Risk Update

The Hand that Rocks the Legal Cradle — Supreme Court on Copyrighting the Law (The Law Won)

First noted a year ago, now updated: “Georgia Copyright Loss at High Court Could Jolt Many States” —

  • “Georgia lost a close U.S. Supreme Court case over the state’s ability to copyright its annotated legal code, in a ruling heralded by public access advocates over dissent that lamented its disruptive impact on states’ existing business arrangements.”
  • “The high court clarified the scope of the ‘government edits doctrine,’ which had previously barred copyright in materials created by judges. The doctrine’s logic also applies to materials created by legislatures, Roberts wrote. Because Georgia’s annotations are authored by an arm of the legislature in the course of its official duties, the doctrine bars copyright here, too.”
  • “Public.Resource.Org, the pro-access organization that won the dispute, is pleased that the court ‘rejected the possibility that a full understanding of the law could be made available only to those who can afford to pay for ‘first-class’ access,’ said Goldstein & Russell’s Eric Citron, who represented the group. He said they’re looking forward to helping states expand access to their legal codes and they hope this leads to greater public engagement with the law.”
  • “It’s an important ruling not just for copyright law but for civil liberties, said Ropes and Gray’s Marta Belcher.
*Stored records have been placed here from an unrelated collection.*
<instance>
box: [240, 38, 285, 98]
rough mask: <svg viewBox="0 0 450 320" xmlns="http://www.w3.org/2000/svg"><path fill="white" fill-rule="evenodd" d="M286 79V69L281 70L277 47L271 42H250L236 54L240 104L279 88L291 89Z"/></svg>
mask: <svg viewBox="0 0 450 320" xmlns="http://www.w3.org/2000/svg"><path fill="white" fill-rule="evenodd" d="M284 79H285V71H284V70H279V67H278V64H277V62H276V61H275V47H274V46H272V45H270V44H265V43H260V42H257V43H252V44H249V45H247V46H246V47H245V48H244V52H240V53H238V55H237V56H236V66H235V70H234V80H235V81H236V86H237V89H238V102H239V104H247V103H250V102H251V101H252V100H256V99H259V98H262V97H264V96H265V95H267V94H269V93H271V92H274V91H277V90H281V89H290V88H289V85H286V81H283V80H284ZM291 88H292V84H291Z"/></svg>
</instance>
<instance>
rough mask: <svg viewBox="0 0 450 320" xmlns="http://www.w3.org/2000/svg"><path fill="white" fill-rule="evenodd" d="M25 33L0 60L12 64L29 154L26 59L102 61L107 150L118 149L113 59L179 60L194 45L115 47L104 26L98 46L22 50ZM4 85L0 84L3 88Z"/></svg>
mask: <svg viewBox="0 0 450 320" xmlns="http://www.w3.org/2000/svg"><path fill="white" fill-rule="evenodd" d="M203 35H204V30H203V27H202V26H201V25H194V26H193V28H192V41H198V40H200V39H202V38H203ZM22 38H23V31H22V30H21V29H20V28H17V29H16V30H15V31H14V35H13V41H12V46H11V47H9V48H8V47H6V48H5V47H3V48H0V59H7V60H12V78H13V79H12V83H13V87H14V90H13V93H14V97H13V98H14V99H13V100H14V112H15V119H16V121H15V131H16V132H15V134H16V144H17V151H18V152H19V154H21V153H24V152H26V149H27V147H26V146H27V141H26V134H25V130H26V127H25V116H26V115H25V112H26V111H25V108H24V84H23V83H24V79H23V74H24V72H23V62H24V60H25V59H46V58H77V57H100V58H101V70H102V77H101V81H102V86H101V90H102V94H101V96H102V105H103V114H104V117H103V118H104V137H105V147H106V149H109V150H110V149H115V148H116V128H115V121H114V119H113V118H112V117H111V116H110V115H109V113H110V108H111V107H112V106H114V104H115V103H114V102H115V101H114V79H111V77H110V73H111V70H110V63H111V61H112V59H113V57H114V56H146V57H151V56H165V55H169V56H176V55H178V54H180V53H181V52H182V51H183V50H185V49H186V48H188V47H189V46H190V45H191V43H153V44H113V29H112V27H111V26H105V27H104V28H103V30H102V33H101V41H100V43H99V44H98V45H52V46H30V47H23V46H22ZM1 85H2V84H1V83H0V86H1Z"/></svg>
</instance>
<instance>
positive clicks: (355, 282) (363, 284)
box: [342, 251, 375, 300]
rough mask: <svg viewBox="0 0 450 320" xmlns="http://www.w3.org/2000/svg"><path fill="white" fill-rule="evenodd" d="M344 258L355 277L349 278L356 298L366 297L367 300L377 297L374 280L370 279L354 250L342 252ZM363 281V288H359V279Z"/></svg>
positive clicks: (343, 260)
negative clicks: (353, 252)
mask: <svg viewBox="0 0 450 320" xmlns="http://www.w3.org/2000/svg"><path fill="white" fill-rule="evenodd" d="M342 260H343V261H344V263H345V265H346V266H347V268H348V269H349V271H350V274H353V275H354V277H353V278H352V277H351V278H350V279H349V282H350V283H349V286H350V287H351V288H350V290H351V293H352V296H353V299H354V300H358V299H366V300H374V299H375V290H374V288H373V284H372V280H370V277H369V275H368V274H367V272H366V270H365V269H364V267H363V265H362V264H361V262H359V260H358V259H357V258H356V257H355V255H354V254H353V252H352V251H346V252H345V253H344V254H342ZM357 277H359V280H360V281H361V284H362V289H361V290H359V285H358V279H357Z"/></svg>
She was lead counsel on a brief supporting the access group, filed on behalf of the Center for Democracy and Technology and the Cato Institute.”
  • “The state warned at oral argument in December that a ruling against it would ‘blow up’ not only Georgia’s copyright regime but ones in about a third of the states with similar setups.”
  • “Indeed, the ruling ‘will likely come as a shock to the 25 other jurisdictions—22 States, 2 Territories, and the District of Columbia—that rely on arrangements similar to Georgia’s to produce annotated codes,’ Justice Clarence Thomas wrote in a dissent joined by Justice Samuel Alito and partially by Justice Stephen Breyer. Justice Ruth Bader Ginsburg wrote her own dissent, joined by Breyer.”